2
Yorum
1
Beğeni
5,0
Puan
1429
Okunma

Sensizliğin senfonisinde aldım ben onca yarayı
Yar Alı bileklerimde ki.
Nemli nemli kan kokar bedenim
Sevda tutar insanı
Kalp bulantısı bu AŞK kusturur...
Yollar yorulmuş gibi bir garip ses var tüm kıvrımlarda.
Caddelerde can alıcı bir boşluk ...
Bu gün yokluk sayımı mı vardı körelmiş ruhlarda.
Bana bir masal anlat Destina !
Devrik cümleler kur mesela
’Sana Seviyorum’ olsun girizgahın...
Hasret faslı has yanlızlıklara gebe Destina !
Vazgeçişlerimin arasına sıkışan tek kaybedişimsin
Hayallerimde kaybolmaya yüz tutan anımsın.
Ölümcül kalp rahatsızlığım var benim Destina !
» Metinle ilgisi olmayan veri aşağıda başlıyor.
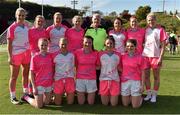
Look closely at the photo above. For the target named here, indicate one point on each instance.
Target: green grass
(168, 99)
Sigara paketlerinin üzerine yazılıp çizilenlerden değil
Duygularıma sen-cil virüsler bulaşmakta
Her seferinde sen krizlerine maruz kalmakta kalbim
Çıkılmaz yollarda buluyorum kendimi
Ümitsizliğin 4 yanımı sardığı başı boş sokaklarda
Lütfen ara ve bul beni uçurum çiçeklerinin arasında.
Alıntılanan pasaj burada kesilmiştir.